Dès 2019, alors que je participais à ma 1ère ducasse en tant que Bourgmestre, je me suis fait interpeller assez virulemment par un groupe de pression bruxellois pour une représentation "raciste"
au sein de notre belle ducasse : le personnage du "sauvage" devenait problématique après 140 ans d'existence au sein de notre folklore.

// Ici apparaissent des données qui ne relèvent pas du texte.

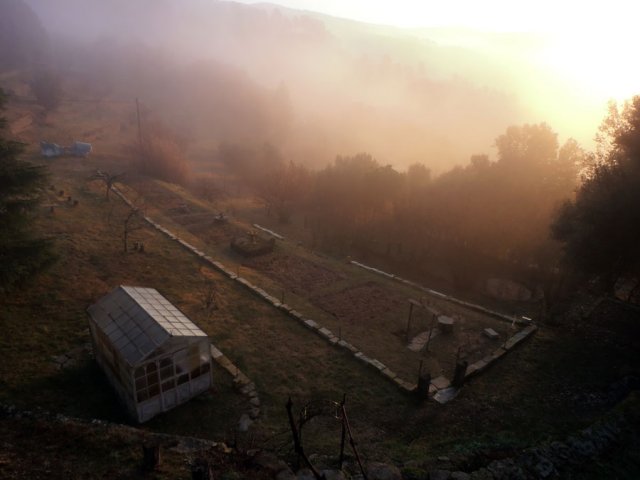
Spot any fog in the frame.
[15,0,545,172]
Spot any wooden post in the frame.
[342,405,368,480]
[452,360,469,388]
[406,298,420,342]
[416,370,431,402]
[286,397,324,480]
[338,393,347,470]
[136,98,142,144]
[424,313,436,352]
[191,458,213,480]
[142,443,160,472]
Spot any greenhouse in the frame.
[87,286,212,422]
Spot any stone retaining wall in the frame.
[114,188,537,402]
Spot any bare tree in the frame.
[92,170,126,201]
[107,194,145,253]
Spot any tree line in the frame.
[217,97,640,295]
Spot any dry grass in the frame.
[0,96,638,468]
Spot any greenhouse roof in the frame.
[87,286,207,365]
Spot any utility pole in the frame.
[136,97,142,148]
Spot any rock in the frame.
[238,413,253,432]
[320,470,346,480]
[451,472,471,480]
[367,462,402,480]
[429,470,451,480]
[485,278,533,302]
[431,375,451,390]
[275,468,298,480]
[253,451,289,473]
[487,458,527,480]
[483,328,500,340]
[438,315,455,333]
[296,468,316,480]
[402,462,429,480]
[533,457,557,478]
[470,468,495,480]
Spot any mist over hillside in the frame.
[15,0,584,172]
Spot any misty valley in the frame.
[0,0,640,480]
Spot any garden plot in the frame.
[243,253,345,296]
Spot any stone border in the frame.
[253,223,284,240]
[113,187,537,400]
[349,260,531,325]
[211,344,260,420]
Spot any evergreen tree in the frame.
[0,90,53,291]
[552,97,640,290]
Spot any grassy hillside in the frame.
[0,94,638,472]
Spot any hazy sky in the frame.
[240,0,640,34]
[238,0,640,140]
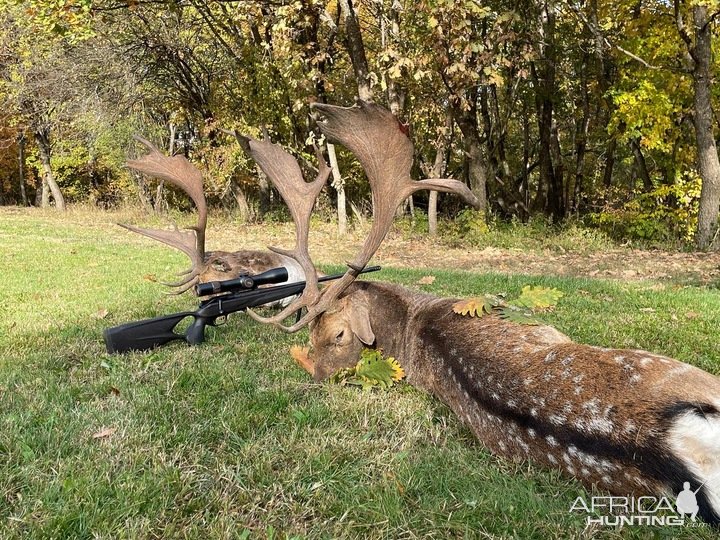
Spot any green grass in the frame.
[0,212,720,539]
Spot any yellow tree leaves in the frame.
[453,285,563,325]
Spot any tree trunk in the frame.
[451,97,487,213]
[428,110,452,236]
[603,135,617,188]
[327,143,347,236]
[630,139,653,193]
[428,191,437,236]
[568,53,590,215]
[34,130,65,211]
[691,5,720,249]
[18,133,28,206]
[255,165,271,220]
[155,122,175,213]
[131,171,153,212]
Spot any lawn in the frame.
[0,209,720,539]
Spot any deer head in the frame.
[243,101,480,332]
[120,137,304,294]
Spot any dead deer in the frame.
[119,137,305,296]
[232,102,720,525]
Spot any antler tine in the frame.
[235,130,330,331]
[121,135,207,294]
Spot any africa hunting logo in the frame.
[570,482,702,527]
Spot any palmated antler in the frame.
[239,101,480,332]
[120,135,207,294]
[235,130,330,329]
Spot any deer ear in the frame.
[350,299,375,345]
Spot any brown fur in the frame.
[310,282,720,521]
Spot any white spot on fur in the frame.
[583,398,600,414]
[588,418,614,435]
[668,411,720,514]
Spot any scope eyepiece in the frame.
[195,266,288,296]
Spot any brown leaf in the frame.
[93,427,117,439]
[290,345,315,375]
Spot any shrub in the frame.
[587,174,701,242]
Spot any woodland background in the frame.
[0,0,720,249]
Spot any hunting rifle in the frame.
[103,266,380,354]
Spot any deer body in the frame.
[310,282,720,524]
[128,101,720,525]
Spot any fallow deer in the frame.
[119,137,305,296]
[232,102,720,525]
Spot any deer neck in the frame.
[351,282,444,393]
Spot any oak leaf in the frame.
[514,285,564,309]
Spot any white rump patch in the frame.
[668,411,720,515]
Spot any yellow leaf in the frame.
[453,298,492,317]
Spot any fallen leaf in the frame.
[290,345,315,375]
[453,296,499,317]
[93,428,117,439]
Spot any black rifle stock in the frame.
[103,266,380,354]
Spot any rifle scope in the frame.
[195,266,288,296]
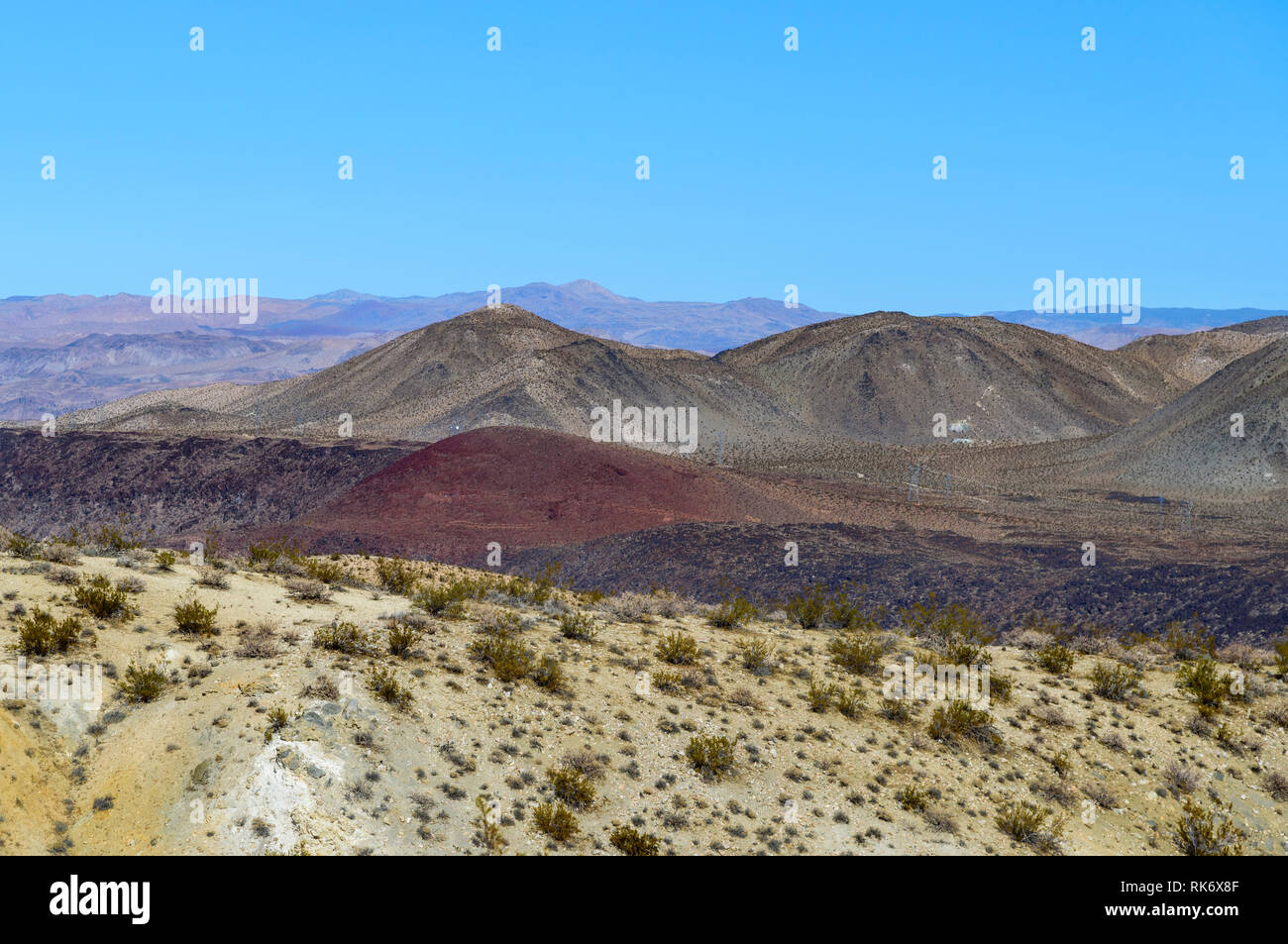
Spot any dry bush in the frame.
[286,577,331,602]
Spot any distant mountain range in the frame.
[0,279,1288,425]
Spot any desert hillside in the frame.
[0,540,1288,855]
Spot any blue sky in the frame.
[0,0,1288,314]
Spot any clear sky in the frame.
[0,0,1288,314]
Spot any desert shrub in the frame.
[246,541,304,570]
[997,799,1065,854]
[376,558,420,593]
[174,596,219,636]
[265,704,291,741]
[657,632,698,666]
[72,575,130,619]
[1163,760,1199,793]
[1033,643,1076,675]
[836,689,863,717]
[1082,782,1118,810]
[988,673,1015,703]
[236,619,277,660]
[18,606,81,656]
[46,567,80,587]
[40,541,80,567]
[412,583,467,619]
[5,532,40,561]
[805,682,836,715]
[531,656,568,694]
[898,593,997,666]
[1172,797,1244,857]
[471,636,532,682]
[1265,770,1288,802]
[546,767,595,810]
[684,734,734,781]
[1275,639,1288,682]
[117,662,170,703]
[608,825,661,855]
[313,622,373,656]
[559,613,599,643]
[734,638,774,675]
[930,698,1002,747]
[1091,662,1141,702]
[783,583,827,630]
[300,558,349,586]
[1176,658,1231,717]
[877,698,913,724]
[478,609,523,639]
[1158,617,1216,660]
[827,631,890,675]
[827,588,880,632]
[385,619,425,656]
[894,783,930,812]
[707,592,760,630]
[368,664,415,711]
[532,803,579,842]
[286,577,331,602]
[193,567,228,589]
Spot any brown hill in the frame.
[64,305,802,451]
[254,428,823,564]
[717,312,1175,443]
[1086,338,1288,494]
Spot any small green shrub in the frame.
[471,636,532,682]
[1172,797,1244,857]
[546,767,595,810]
[117,662,170,703]
[313,622,373,656]
[174,596,219,636]
[930,698,1002,747]
[894,783,930,812]
[1090,662,1141,702]
[72,574,130,619]
[531,656,568,694]
[805,682,836,715]
[532,803,579,842]
[783,583,827,630]
[1176,657,1231,717]
[368,665,415,711]
[386,619,425,656]
[827,631,890,675]
[18,606,81,656]
[707,593,760,630]
[997,799,1066,855]
[657,632,698,666]
[684,734,735,781]
[559,613,599,643]
[1034,643,1076,675]
[376,558,420,593]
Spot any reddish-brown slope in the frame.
[259,426,819,563]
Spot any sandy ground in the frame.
[0,553,1288,855]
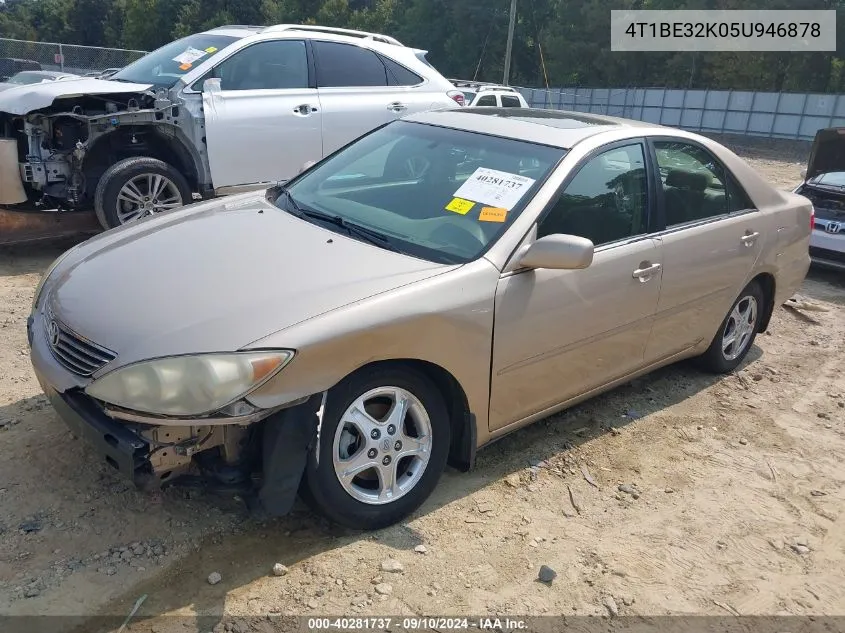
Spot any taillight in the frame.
[446,90,466,106]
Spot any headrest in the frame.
[666,169,711,191]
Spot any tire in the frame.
[696,281,765,374]
[94,156,192,229]
[300,366,451,530]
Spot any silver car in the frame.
[795,128,845,270]
[28,108,812,528]
[0,24,461,228]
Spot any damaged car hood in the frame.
[45,192,455,369]
[805,127,845,184]
[0,77,153,114]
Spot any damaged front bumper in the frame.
[27,317,323,516]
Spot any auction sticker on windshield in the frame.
[446,198,475,215]
[173,46,208,64]
[454,167,535,211]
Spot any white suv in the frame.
[0,24,463,232]
[451,79,528,108]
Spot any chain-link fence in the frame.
[517,86,845,141]
[0,38,147,81]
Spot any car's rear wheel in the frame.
[302,366,451,530]
[94,156,191,229]
[698,281,765,374]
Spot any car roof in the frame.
[404,107,661,149]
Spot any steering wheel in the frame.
[429,222,487,252]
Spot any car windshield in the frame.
[109,33,239,88]
[8,71,53,86]
[276,121,566,264]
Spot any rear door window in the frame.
[313,41,386,88]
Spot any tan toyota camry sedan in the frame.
[28,108,813,528]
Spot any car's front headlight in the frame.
[30,245,80,312]
[85,350,294,416]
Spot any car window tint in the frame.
[313,42,387,88]
[538,143,648,246]
[214,40,308,90]
[381,57,422,86]
[654,141,753,227]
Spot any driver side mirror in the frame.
[202,77,221,93]
[519,234,595,270]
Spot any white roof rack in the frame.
[261,24,404,46]
[449,79,516,92]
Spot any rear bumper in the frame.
[810,246,845,270]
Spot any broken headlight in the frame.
[85,350,294,416]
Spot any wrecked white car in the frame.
[0,25,459,228]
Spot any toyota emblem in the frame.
[47,320,61,347]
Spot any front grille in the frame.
[810,246,845,264]
[45,312,117,376]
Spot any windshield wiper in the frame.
[279,187,400,253]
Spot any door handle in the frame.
[631,262,660,283]
[739,231,760,246]
[293,103,317,116]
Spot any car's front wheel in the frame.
[94,156,191,229]
[699,281,765,374]
[302,366,451,530]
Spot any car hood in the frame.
[804,127,845,182]
[45,192,455,369]
[0,77,153,114]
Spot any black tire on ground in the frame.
[696,281,766,374]
[300,366,451,530]
[94,156,192,229]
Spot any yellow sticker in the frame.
[446,198,475,215]
[478,207,508,222]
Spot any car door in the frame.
[490,140,662,430]
[203,39,323,188]
[646,137,767,361]
[311,40,409,155]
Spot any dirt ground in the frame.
[0,139,845,633]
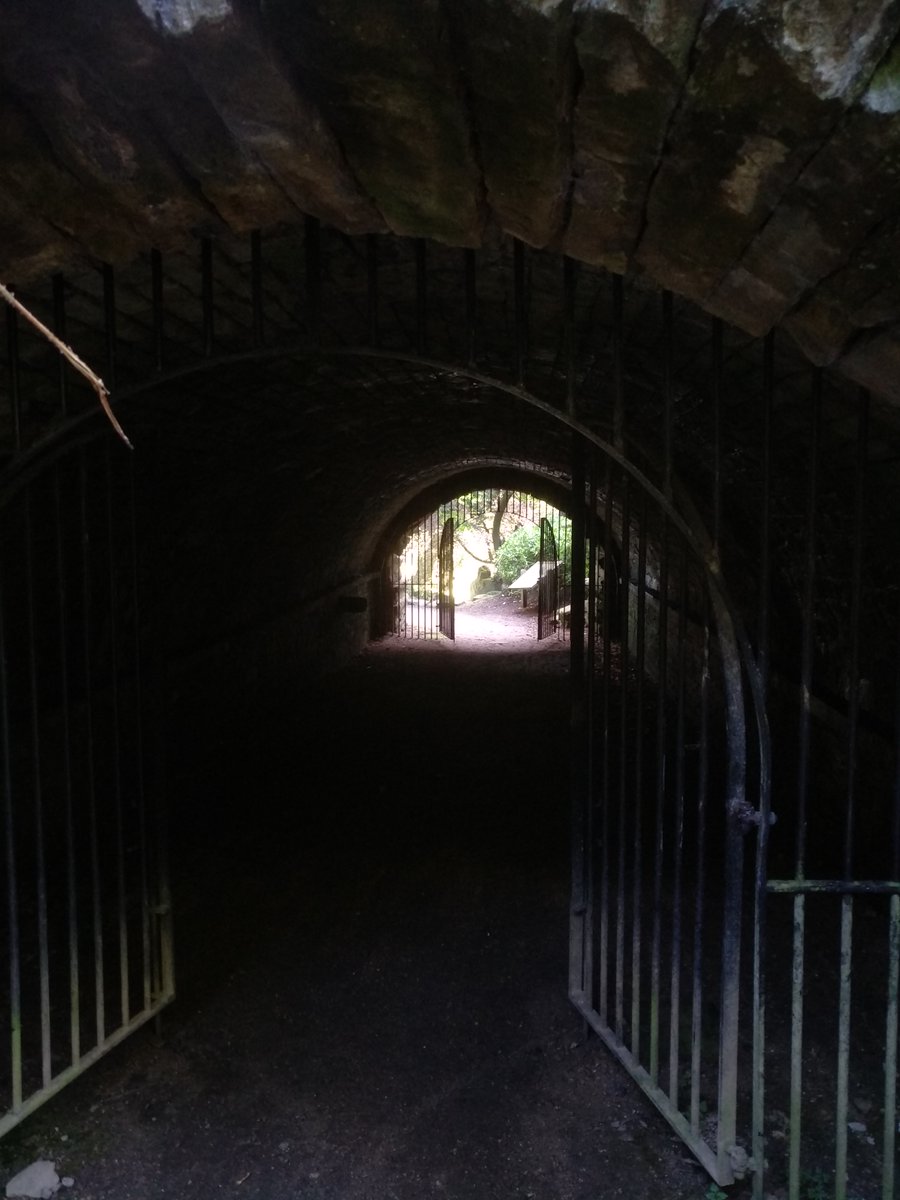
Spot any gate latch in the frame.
[731,800,778,833]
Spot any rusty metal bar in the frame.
[54,466,82,1064]
[668,546,688,1108]
[612,275,625,450]
[463,250,478,367]
[649,518,670,1086]
[24,487,52,1087]
[200,238,216,359]
[631,493,648,1058]
[563,257,578,416]
[6,304,22,454]
[512,239,528,388]
[102,263,119,391]
[616,476,631,1040]
[690,609,710,1132]
[787,372,822,1200]
[53,274,68,416]
[0,562,23,1112]
[78,446,106,1044]
[150,248,166,372]
[103,440,131,1024]
[250,229,265,346]
[366,233,379,346]
[413,238,428,354]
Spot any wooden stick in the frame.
[0,283,134,450]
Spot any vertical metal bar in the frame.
[463,250,478,367]
[787,371,822,1200]
[631,492,647,1058]
[54,464,82,1066]
[662,292,674,499]
[128,455,151,1009]
[834,895,853,1200]
[414,238,428,355]
[881,620,900,1200]
[0,564,23,1112]
[512,239,528,388]
[78,446,106,1045]
[304,217,322,341]
[712,317,722,557]
[616,473,631,1040]
[366,233,378,346]
[649,516,668,1085]
[200,238,216,359]
[690,609,710,1132]
[844,390,869,880]
[250,229,265,346]
[598,458,618,1025]
[563,257,578,416]
[24,487,53,1087]
[150,248,166,371]
[612,275,625,450]
[53,274,68,416]
[103,263,119,390]
[668,545,688,1108]
[751,330,775,1200]
[6,304,22,454]
[103,439,131,1025]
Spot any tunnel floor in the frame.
[0,642,708,1200]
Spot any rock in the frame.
[6,1158,60,1200]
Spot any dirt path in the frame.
[0,643,708,1200]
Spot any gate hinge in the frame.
[731,800,778,833]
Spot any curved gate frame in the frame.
[0,309,769,1195]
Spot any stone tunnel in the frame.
[0,0,900,1200]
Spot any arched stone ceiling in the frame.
[0,0,900,398]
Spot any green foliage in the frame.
[496,526,541,583]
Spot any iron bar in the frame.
[103,439,131,1024]
[24,487,53,1087]
[690,609,710,1132]
[413,238,428,354]
[512,239,528,388]
[844,391,869,878]
[463,250,478,367]
[250,229,265,346]
[563,256,578,416]
[787,372,822,1200]
[6,304,22,454]
[662,292,674,499]
[150,248,166,373]
[200,238,216,359]
[78,446,106,1044]
[612,275,625,452]
[53,272,68,416]
[103,263,119,391]
[649,520,670,1086]
[668,546,688,1108]
[366,233,379,347]
[0,563,23,1114]
[631,492,648,1057]
[616,476,631,1040]
[54,464,82,1064]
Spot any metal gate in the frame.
[570,448,768,1184]
[438,517,456,641]
[538,517,559,641]
[0,434,174,1134]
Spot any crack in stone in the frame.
[628,0,716,270]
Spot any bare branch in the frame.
[0,283,134,450]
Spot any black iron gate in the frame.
[570,450,768,1184]
[0,434,174,1134]
[438,517,456,641]
[538,517,559,641]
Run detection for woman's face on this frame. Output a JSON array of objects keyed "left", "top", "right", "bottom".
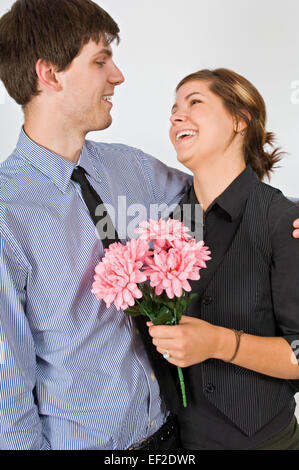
[{"left": 170, "top": 80, "right": 240, "bottom": 170}]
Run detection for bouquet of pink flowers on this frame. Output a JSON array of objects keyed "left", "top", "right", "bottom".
[{"left": 92, "top": 219, "right": 211, "bottom": 406}]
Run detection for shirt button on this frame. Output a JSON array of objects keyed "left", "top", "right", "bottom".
[
  {"left": 204, "top": 384, "right": 216, "bottom": 393},
  {"left": 202, "top": 295, "right": 212, "bottom": 305}
]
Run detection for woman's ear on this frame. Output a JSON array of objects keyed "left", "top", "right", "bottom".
[
  {"left": 235, "top": 109, "right": 251, "bottom": 136},
  {"left": 35, "top": 59, "right": 61, "bottom": 91}
]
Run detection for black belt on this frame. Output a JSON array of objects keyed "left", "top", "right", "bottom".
[{"left": 127, "top": 415, "right": 182, "bottom": 450}]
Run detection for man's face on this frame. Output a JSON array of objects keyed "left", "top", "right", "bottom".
[{"left": 58, "top": 41, "right": 124, "bottom": 134}]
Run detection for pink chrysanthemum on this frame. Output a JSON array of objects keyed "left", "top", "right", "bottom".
[
  {"left": 144, "top": 239, "right": 211, "bottom": 299},
  {"left": 92, "top": 239, "right": 149, "bottom": 310},
  {"left": 135, "top": 219, "right": 190, "bottom": 249}
]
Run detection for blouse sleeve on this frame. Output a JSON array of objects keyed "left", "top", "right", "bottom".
[{"left": 269, "top": 193, "right": 299, "bottom": 391}]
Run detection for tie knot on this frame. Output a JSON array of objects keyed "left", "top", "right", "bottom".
[{"left": 72, "top": 166, "right": 86, "bottom": 183}]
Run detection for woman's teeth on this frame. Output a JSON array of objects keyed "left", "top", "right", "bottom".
[{"left": 176, "top": 131, "right": 197, "bottom": 141}]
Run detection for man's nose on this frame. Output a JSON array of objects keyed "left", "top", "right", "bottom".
[{"left": 110, "top": 63, "right": 125, "bottom": 86}]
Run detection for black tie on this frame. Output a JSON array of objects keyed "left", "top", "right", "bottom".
[{"left": 72, "top": 166, "right": 120, "bottom": 248}]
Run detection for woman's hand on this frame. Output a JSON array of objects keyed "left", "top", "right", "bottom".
[{"left": 147, "top": 315, "right": 234, "bottom": 367}]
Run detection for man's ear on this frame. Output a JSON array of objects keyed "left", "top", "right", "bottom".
[{"left": 35, "top": 59, "right": 61, "bottom": 91}]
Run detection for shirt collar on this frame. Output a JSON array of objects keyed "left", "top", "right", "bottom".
[
  {"left": 190, "top": 165, "right": 258, "bottom": 221},
  {"left": 16, "top": 128, "right": 93, "bottom": 192}
]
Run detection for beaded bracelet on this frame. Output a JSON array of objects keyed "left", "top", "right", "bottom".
[{"left": 229, "top": 329, "right": 244, "bottom": 362}]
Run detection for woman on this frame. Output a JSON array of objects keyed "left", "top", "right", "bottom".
[{"left": 148, "top": 69, "right": 299, "bottom": 449}]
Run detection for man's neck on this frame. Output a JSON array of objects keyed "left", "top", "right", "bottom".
[{"left": 24, "top": 108, "right": 85, "bottom": 163}]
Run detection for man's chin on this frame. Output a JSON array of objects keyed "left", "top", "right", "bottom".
[{"left": 88, "top": 116, "right": 112, "bottom": 132}]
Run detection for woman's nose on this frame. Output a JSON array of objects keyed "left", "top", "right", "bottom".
[{"left": 170, "top": 111, "right": 187, "bottom": 124}]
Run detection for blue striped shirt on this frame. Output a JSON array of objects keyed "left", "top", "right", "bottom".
[{"left": 0, "top": 130, "right": 191, "bottom": 450}]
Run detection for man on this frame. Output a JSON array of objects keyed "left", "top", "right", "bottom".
[
  {"left": 0, "top": 0, "right": 190, "bottom": 449},
  {"left": 0, "top": 0, "right": 298, "bottom": 449}
]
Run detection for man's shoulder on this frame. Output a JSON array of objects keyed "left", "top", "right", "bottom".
[
  {"left": 0, "top": 152, "right": 28, "bottom": 200},
  {"left": 85, "top": 140, "right": 154, "bottom": 159}
]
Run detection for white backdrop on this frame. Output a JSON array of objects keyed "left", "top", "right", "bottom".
[
  {"left": 0, "top": 0, "right": 299, "bottom": 416},
  {"left": 0, "top": 0, "right": 299, "bottom": 196}
]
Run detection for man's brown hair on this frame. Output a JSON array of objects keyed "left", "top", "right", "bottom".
[
  {"left": 176, "top": 68, "right": 283, "bottom": 179},
  {"left": 0, "top": 0, "right": 119, "bottom": 107}
]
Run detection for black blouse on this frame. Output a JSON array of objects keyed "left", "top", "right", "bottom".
[{"left": 173, "top": 166, "right": 299, "bottom": 449}]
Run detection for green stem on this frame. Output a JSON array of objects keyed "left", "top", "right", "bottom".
[{"left": 177, "top": 367, "right": 187, "bottom": 408}]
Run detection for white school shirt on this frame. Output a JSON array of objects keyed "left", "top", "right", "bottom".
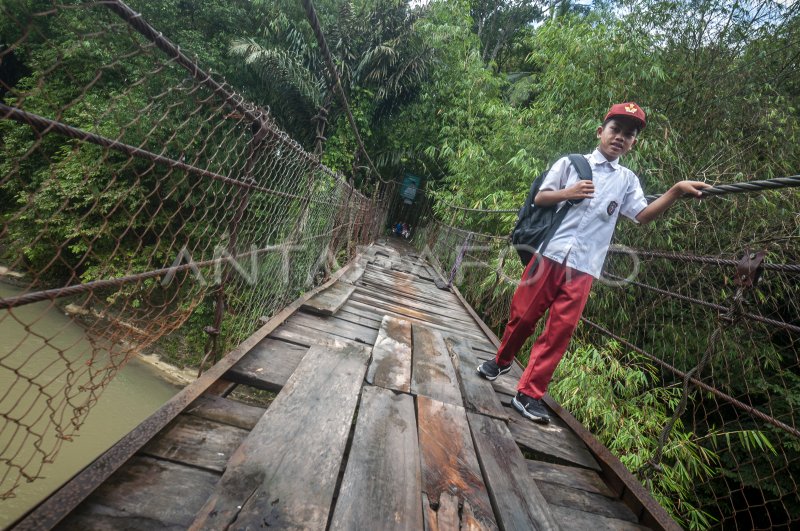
[{"left": 540, "top": 149, "right": 647, "bottom": 278}]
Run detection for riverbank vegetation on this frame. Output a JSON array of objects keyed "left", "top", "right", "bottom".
[{"left": 0, "top": 0, "right": 800, "bottom": 529}]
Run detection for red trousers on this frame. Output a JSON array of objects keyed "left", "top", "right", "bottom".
[{"left": 495, "top": 257, "right": 593, "bottom": 398}]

Cette 1ère approche fut d'une brutalité sans nom, de nombreux citoyens se firent insulter parfois violemment par ces « bien-pensants » sous prétexte qu'ils publiaient sur des réseaux sociaux leurs
bonheurs partagés avec ce fameux personnage. Cette réaction extérieure fit l'effet d'une bombe au sein de notre communauté athoise. Le sauvage devenait soudain une représentation raciste. Quelle affreuse méprise pour ce personnage du cortège adulé par nombre d'Athois et qui n’avaient jusqu’alors jamais vu les choses sous cet aspect.
A partir de ce moment, la problématique mondiale du « blackface » reposait sur les épaules d’une petite ville de 30.000 habitants qui a été soumise à une forte pression médiatique. Les mois qui suivirent furent difficiles et nombre d’évènements et de sensibilisation furent mis en place. Nous souhaitions démontrer notre bonne foi, pour démontrer à quel point ce "sauvage" fut ce son nom mal choisi - n'était à aucun moment un personnage raciste et que telle n’était pas
l’intention recherchée. Certes, il s’agit d’un personnage comme il y en a dans nos différents folklores, mais si l’intention
raciste n’est pas, la question de savoir s’il doit évoluer ou disparaître ne devait-elle pas supposer une réflexion de fonds tant au niveau de la population athoise, mais aussi pour le folklore en général ? Nous n’étions pas restés mains croisées depuis 2019, que du contraire ! Nous avions privilégié plusieurs initiatives au travers de rencontres, échanges, tables rondes, sensibilisations pour finalement aboutir à la mise en place d'une Commission Citoyenne du Folklore
en novembre 2022 qui était l’expression recherchée à l’issue d’un processus réfléchi. Nous souhaitions en effet privilégier la réflexion collective et la pédagogie de manière progressive
pour ne surtout pas polariser notre population. Cette commission devait non seulement se prononcer sur le personnage dans notre folklore et démontrer l'inexistence d'un quelconque racisme, mais également et surtout organiser une réflexion citoyenne pour déterminer si l'un ou l'autre élément méritait une évolution. Lors de la conférence de presse organisée dans l’immédiateté ce vendredi 2 décembre, je n’ai pu cacher à quel point tout cela m’a impacté émotionnellement.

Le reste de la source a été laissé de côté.